La chèvre domestique est le reflet de la révolution néolithique
Les chèvres domestiques ont contribué à l'apogée de la "révolution Néolithique", cette période de l'histoire de l'humanité où les hommes ont cessé de ne vivre que de chasse et de cueillette pour se sédentariser et mettre en place l'agriculture. Parmi les premiers animaux domestiqués, les chèvres se différencient des autres espèces d'élevage par une forte homogénéité génétique à l'échelle mondiale. Des archéologues et des généticiens du laboratoire d'Ecologie alpine (CNRS, Université Grenoble I, Muséum National d'Histoire Naturelle) et de l'équipe de paléontologie du laboratoire de Biologie moléculaire de la cellule (ENS de Lyon) viennent de montrer que les déplacements des chèvres domestiques ont commencé dès l'expansion de l'élevage, du Proche Orient vers l'Europe, il y a 10.500 ans environ.

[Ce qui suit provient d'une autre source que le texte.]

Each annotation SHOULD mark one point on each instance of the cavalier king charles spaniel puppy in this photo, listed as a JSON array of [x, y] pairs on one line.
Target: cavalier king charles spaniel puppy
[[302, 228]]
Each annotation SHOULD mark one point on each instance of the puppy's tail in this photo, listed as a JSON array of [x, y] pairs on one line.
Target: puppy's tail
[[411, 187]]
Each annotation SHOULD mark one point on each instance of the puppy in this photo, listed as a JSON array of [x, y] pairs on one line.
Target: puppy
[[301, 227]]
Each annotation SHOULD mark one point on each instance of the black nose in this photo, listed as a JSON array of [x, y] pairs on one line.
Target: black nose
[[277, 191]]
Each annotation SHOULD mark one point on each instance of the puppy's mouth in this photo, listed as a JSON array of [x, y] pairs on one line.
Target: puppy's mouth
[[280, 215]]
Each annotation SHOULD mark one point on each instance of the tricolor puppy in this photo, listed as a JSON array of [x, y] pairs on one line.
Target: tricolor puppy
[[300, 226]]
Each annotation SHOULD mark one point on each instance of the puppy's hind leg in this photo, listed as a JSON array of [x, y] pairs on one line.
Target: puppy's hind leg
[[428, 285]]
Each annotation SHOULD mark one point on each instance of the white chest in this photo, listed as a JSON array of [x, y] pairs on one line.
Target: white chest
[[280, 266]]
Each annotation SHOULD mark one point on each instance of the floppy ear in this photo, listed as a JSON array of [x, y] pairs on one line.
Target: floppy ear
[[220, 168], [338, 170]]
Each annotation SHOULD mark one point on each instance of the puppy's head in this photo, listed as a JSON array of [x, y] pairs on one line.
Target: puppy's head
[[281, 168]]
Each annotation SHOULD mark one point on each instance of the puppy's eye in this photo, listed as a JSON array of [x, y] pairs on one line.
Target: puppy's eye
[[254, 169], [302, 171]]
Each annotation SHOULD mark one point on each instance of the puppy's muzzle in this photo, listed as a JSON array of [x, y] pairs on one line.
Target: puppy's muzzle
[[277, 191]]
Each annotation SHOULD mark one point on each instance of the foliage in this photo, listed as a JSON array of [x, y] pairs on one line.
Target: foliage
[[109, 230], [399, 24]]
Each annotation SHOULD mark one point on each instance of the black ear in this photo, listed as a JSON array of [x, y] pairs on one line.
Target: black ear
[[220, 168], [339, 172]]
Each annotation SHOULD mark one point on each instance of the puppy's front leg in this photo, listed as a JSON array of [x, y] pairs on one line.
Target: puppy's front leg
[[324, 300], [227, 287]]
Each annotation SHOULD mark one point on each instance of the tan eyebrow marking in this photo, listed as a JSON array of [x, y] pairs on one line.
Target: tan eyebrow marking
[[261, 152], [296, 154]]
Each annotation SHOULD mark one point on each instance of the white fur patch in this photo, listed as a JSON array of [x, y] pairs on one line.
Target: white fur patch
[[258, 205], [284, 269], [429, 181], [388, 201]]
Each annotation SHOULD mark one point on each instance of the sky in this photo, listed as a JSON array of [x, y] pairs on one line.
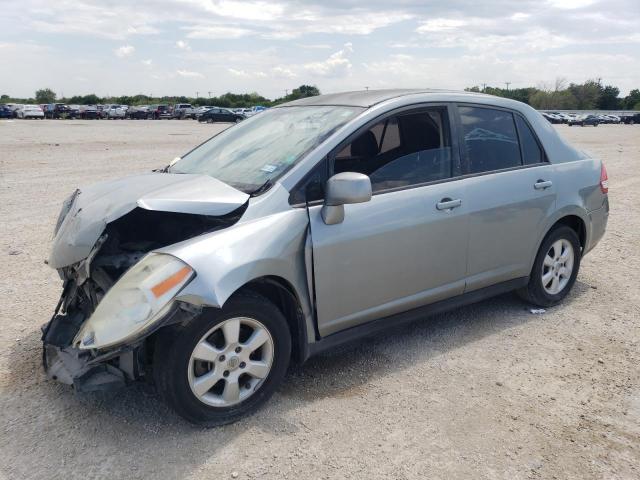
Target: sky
[[209, 47]]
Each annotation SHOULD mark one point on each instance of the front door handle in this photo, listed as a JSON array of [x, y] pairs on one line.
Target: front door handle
[[448, 204], [542, 184]]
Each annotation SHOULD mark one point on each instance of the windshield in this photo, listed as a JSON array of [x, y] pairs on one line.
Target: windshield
[[264, 147]]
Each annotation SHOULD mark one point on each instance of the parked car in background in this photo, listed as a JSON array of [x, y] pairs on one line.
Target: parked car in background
[[220, 115], [584, 120], [157, 112], [88, 112], [5, 111], [551, 118], [183, 110], [139, 112], [56, 111], [317, 222], [114, 112], [74, 111], [200, 110], [30, 111], [14, 108], [631, 119]]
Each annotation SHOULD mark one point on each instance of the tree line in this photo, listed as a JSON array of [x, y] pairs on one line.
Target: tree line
[[590, 95], [228, 100]]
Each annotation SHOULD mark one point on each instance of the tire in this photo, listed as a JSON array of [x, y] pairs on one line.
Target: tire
[[174, 368], [535, 291]]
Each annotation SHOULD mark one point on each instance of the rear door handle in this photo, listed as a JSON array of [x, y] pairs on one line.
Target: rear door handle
[[542, 184], [448, 204]]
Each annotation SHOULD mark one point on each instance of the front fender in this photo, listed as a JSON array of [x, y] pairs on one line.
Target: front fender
[[224, 261]]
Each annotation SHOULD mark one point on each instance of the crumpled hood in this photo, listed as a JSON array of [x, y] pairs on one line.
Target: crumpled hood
[[96, 206]]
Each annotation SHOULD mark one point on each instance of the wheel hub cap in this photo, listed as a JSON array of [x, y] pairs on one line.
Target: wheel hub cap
[[557, 266], [233, 363]]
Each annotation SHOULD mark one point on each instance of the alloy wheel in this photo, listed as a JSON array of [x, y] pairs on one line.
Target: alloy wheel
[[557, 266], [230, 362]]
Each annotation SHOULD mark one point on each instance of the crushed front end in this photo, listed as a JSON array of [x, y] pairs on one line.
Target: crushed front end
[[116, 291]]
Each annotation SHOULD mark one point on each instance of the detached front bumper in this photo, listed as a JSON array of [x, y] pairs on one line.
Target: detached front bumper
[[90, 370], [72, 366]]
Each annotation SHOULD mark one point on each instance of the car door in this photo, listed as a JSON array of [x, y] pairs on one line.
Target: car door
[[509, 192], [407, 246]]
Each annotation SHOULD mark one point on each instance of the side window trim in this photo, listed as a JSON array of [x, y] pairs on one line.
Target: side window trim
[[545, 159], [456, 158], [464, 158], [416, 108]]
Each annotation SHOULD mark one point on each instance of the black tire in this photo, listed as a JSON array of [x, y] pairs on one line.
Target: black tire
[[175, 344], [534, 292]]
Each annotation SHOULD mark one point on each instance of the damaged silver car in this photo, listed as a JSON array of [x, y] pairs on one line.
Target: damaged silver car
[[305, 227]]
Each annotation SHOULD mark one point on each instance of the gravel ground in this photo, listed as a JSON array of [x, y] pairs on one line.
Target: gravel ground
[[486, 391]]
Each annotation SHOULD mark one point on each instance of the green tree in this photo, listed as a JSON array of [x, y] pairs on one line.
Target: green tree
[[45, 95], [586, 94], [608, 99], [632, 100]]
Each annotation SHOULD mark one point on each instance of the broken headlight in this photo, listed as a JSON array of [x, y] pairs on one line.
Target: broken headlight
[[141, 296]]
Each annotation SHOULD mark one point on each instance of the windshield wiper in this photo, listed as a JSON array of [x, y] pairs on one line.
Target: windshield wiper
[[262, 188]]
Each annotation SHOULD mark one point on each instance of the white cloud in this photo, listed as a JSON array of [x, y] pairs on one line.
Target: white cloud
[[124, 51], [188, 73], [338, 64], [213, 32], [440, 25], [283, 72], [570, 4], [245, 10], [182, 45], [246, 74]]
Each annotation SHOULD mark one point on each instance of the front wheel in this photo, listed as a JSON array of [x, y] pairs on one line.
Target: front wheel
[[225, 363], [555, 269]]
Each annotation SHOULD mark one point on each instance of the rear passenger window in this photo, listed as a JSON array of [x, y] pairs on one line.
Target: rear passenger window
[[400, 151], [490, 139], [531, 151]]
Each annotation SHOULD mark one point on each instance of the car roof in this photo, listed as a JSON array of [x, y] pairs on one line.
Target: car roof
[[369, 98]]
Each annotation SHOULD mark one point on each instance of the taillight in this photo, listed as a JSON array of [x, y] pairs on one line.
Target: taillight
[[604, 179]]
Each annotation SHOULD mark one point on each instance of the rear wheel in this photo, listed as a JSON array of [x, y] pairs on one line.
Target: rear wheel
[[555, 269], [225, 363]]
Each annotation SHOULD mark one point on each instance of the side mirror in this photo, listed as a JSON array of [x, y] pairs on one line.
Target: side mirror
[[342, 189]]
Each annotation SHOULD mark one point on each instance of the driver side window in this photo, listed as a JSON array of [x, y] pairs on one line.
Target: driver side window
[[408, 149]]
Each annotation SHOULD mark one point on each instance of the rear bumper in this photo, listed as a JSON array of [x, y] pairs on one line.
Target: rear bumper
[[598, 220]]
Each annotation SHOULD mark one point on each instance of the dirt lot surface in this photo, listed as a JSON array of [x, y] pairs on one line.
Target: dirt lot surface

Les chèvres ont été les principaux animaux domestiqués, il y a environ 10 500 ans, au Proche-Orient. Contrairement à d'autres espèces de bétail, les chèvres actuelles présentent une très faible variabilité génétique intercontinentale. L'étude de leur ADN révèle en effet des séquences identiques chez des animaux appartenant à des régions du globe très éloignées les unes des autres. Ce n'est pas le cas, par exemple, chez la vache ou le mouton, dont les différences génétiques sont marquées entre les populations européennes, asiatiques ou africaines. Cette grande homogénéité est le signe d'un échange de gènes importants. Autrement dit, les chèvres domestiques ont beaucoup bougé au cours de l'histoire de l'humanité. Cependant, la date de ces déplacements demeurait inconnue jusqu'à aujourd'hui. Il devait s'agir d'une période caractérisée par de grands mouvements de population. Peut-être donc au temps de l'empire Mongol, ou Romain?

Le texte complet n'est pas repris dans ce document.